Transaction Network Services

Senior Data Architect – 2138 (Remote)

20 November 2024
Apply Now
Deadline date:
£55000 - £102000 / year

Job Description

CES has 26+ years of experience in delivering Software Product Development, Quality Engineering, and Digital Transformation Consulting Services to Global SMEs & Large Enterprises. CES has been delivering services to some of the leading Fortune 500 Companies including Automotive, AgTech, Bio Science, EdTech, FinTech, Manufacturing, Online Retailers, and Investment Banks. These are long-term relationships of more than 10 years and are nurtured by not only our commitment to timely delivery of quality services but also due to our investments and innovations in their technology roadmap. As an organization, we are in an exponential growth phase with a consistent focus on continuous improvement, process-oriented culture, and a true partnership mindset with our customers. We are looking for the right qualified and committed individuals to play an exceptional role as well as to support our accelerated growth. You can learn more about us at: http://www.cesltd.com/
Job Role: We are seeking an experienced Senior Data Architect to join our dynamic team.

Ideal Candidate: 
As a Senior Data Architect, you will be responsible for designing, developing, and maintaining the data architecture of the organization. You will work closely with data engineers, data analysts, and business stakeholders to ensure that the data architecture supports the organization’s data-driven initiatives.  This role requires a proactive and resourceful individual with a solid understanding of data engineering, data analytics, and cloud architecture.

Design, develop, and maintain the data architecture of the organization, including data models, data storage, and data integration.

Work with data engineers to design and implement data pipelines for ingestion, transformation, and loading of data into the data warehouse.

Collaborate with data analysts and business stakeholders to understand their data needs and ensure that the data architecture supports their requirements.
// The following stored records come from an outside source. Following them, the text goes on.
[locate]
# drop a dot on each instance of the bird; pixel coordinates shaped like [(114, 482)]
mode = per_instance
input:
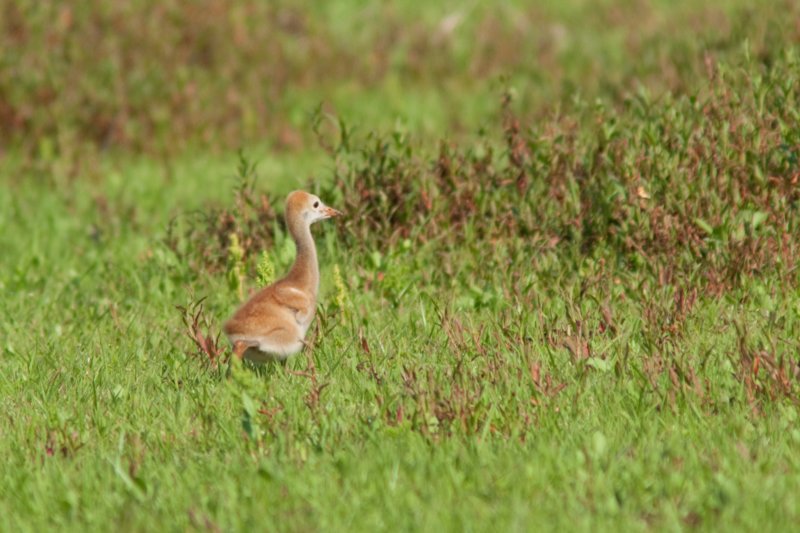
[(272, 324)]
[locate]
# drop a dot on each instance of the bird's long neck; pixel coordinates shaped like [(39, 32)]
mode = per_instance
[(305, 271)]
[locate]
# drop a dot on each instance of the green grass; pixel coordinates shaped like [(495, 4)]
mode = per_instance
[(586, 322)]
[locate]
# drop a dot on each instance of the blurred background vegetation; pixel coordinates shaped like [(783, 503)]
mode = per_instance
[(78, 79)]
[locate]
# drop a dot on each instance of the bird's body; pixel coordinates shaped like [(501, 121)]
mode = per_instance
[(273, 323)]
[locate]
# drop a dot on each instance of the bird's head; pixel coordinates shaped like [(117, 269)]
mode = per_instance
[(301, 205)]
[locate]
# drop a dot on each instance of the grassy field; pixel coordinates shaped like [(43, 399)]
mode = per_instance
[(565, 294)]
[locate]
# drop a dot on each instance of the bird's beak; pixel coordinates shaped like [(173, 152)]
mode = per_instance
[(330, 212)]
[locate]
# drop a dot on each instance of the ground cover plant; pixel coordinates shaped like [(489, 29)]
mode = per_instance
[(565, 303)]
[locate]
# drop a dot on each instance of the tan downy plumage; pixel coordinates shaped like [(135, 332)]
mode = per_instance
[(273, 323)]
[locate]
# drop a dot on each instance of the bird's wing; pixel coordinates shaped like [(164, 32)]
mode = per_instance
[(299, 302)]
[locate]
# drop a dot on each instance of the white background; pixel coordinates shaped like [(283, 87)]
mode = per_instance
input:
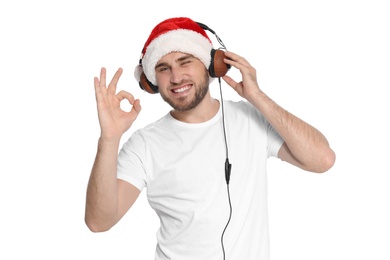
[(326, 61)]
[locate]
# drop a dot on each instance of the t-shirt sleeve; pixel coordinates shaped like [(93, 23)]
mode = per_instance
[(131, 159), (274, 140)]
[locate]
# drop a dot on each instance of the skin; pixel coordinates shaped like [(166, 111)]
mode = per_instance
[(108, 198)]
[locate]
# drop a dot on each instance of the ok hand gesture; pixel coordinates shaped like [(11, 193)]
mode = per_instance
[(112, 119)]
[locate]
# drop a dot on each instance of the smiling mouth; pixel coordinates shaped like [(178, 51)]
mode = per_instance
[(182, 89)]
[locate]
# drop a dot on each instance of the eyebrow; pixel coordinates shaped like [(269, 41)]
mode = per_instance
[(182, 58)]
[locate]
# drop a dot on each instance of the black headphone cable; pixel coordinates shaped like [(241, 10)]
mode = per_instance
[(228, 168)]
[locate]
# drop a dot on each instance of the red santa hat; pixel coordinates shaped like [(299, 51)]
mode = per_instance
[(175, 34)]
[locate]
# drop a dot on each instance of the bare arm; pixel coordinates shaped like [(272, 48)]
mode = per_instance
[(108, 198), (304, 146)]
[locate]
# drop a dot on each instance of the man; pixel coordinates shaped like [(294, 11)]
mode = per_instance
[(202, 161)]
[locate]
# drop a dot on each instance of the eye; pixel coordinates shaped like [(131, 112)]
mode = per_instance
[(162, 69)]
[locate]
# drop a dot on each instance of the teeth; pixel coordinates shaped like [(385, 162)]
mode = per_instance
[(179, 90)]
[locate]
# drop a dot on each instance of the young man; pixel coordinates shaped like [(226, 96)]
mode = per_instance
[(185, 159)]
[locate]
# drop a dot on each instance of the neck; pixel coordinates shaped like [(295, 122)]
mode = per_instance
[(205, 110)]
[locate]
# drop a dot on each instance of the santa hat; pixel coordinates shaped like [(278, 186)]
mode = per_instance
[(175, 34)]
Define, design, and develop data pipelines for ingestion, transformation, and loading of data into Azure Synapse Analytics. This includes understanding functional and non-functional requirements, performing source data analysis, data profiling, and defining efficient ELT processes.

Work with Azure Synapse Analytics to build and optimize data models, SQL queries, stored procedures, and other artifacts necessary for data processing and analysis.

Understand the characteristics of Data Lake House including the various file formats, optimizing data storage, and implementing efficient data reading and writing mechanisms for incremental updates within Azure Synapse Analytics.

Ensure compliance with data governance policies and implement security measures to protect sensitive data stored in Azure. This involves encryption, masking, and access control mechanisms.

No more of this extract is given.